Wanneer de Workspace ONE Access-service is geïnstalleerd, wordt een standaard SSL-servercertificaat gegenereerd. U kunt dit automatisch ondertekende certificaat gebruiken voor testdoeleinden. U wordt aanbevolen voor uw productieomgeving SSL-certificaten te gebruiken die door een openbare certificaatautoriteit (CA) zijn ondertekend.

Opmerking: Als een load balancer vóór Workspace ONE Access de SSL beëindigt, wordt het SSL-certificaat toegepast op de load balancer.

Voorwaarden

  • Genereer een aanvraag voor certificaatondertekening (CSR) om een geldig, ondertekend SSL-certificaat van een certificaatautoriteit te verkrijgen. Het certificaat kan een PEM- of PFX-bestand zijn. PEM-certificaten zijn gecodeerd met de persoonlijke sleutel met behulp van de PKCS #1-standaard.

    Als een PEM-bestand wordt geïmporteerd, moet u ervoor zorgen dat het bestand de volledige certificaatketen in de juiste volgorde bevat. Zorg ervoor dat u de tags -----BEGIN CERTIFICATE----- en -----END CERTIFICATE---- voor elk certificaat toevoegt. De volgorde is eerst het primaire certificaat en vervolgens uw tussencertificaat en ten slotte het ROOT-certificaat.

  • Voor het onderdeel Algemene naam van de onderwerp-DN gebruikt u de volledig gekwalificeerde domeinnaam waarmee gebruikers toegang tot de Workspace ONE Access-service krijgen.

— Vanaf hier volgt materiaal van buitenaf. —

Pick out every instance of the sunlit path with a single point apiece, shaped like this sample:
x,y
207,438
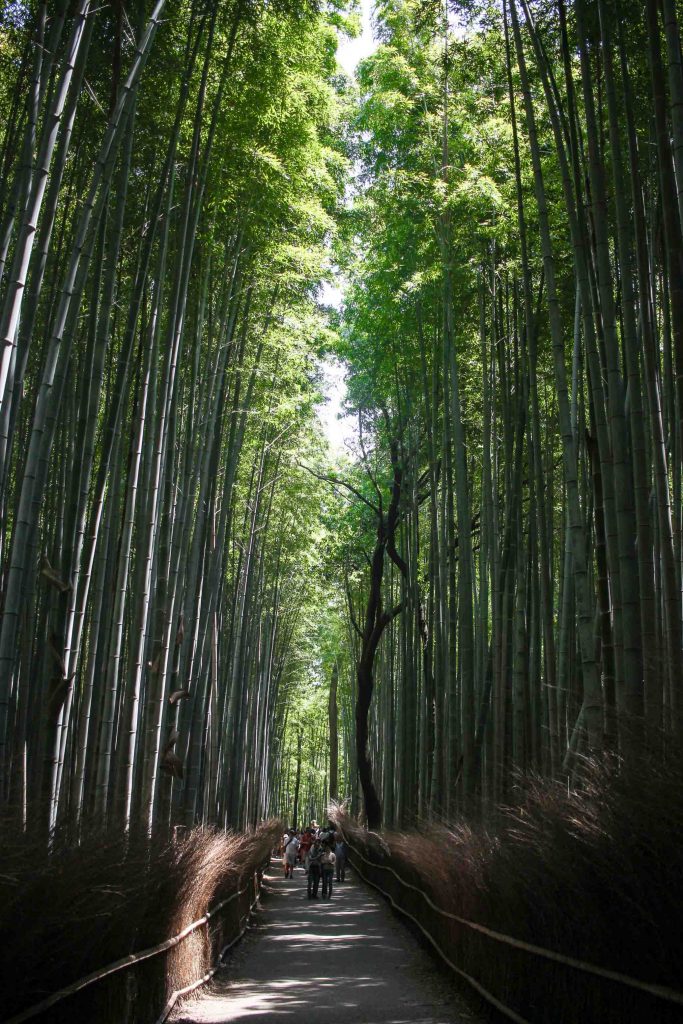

Als de Workspace ONE Access-appliance zich achter een load balancer bevindt, is dit de servernaam van de load balancer.
  • Als SSL niet wordt beëindigd op de load balancer, moet het SSL-certificaat dat wordt gebruikt door de service, alternatieve onderwerpnamen (SAN's) voor elk van de volledig gekwalificeerde domeinnamen in het Workspace ONE Access-cluster opnemen. Door de SAN op te nemen, kunnen de knooppunten in het cluster aanvragen bij elkaar indienen. Ook een SAN voor de FQDN-hostnaam die gebruikers gebruiken voor toegang tot Workspace ONE Access Service, naast het gebruik als algemene naam omdat sommige browsers dit vereisen.

Procedure

  1. Meld u aan bij de Workspace ONE Access-console.
  2. Selecteer Dashboard > Dashboard voor diagnosesysteem.
  3. Klik op VA-configuratie van het serviceknooppunt dat u wilt configureren en meld u aan met het beheerderswachtwoord.
  4. Selecteer SSL-certificaten installeren > Servercertificaat.
  5. Selecteer Aangepast certificaat op het tabblad SSL-certificaat.
  6. Als u het certificaatbestand wilt importeren, klikt u op Bestand kiezen en gaat u naar het certificaatbestand dat u wilt importeren.
    Als een PEM-bestand wordt geïmporteerd, moet u ervoor zorgen dat het bestand de volledige certificaatketen in de juiste volgorde bevat. Zorg ervoor dat u de tags -----BEGIN CERTIFICATE----- en -----END CERTIFICATE---- voor elk certificaat toevoegt. De volgorde is eerst het primaire certificaat en vervolgens uw tussencertificaat.
  7. Als een PEM-bestand wordt geïmporteerd, importeert u de persoonlijke sleutel. Klik op Bestand kiezen en ga naar het bestand met de persoonlijke sleutel. Voeg alle inhoud tussen ----BEGIN RSA PRIVATE KEY en ---END RSA PRIVATE KEY in.
    Als een PFX-bestand wordt geïmporteerd, voert u het PFX-wachtwoord in.
  8. Klik op Opslaan.

Voorbeeld: Voorbeeld van PEM-certificaat

Voorbeeld van certificaatketen
-----BEGIN CERTIFICATE-----

(Uw primaire SSL-certificaat: uw domain_name.crt)

-----END CERTIFICATE-----
-----BEGIN CERTIFICATE-----

(Uw tussencertificaat: <CA>.crt)

-----END CERTIFICATE-----
-----BEGIN CERTIFICATE-----

Uw rootcertificaat: TrustedRoot.crt)

-----END CERTIFICATE-----
Voorbeeld van privésleutel
-----BEGIN RSA PRIVATE KEY-----

(Uw persoonlijke sleutel: your_domain_name.key)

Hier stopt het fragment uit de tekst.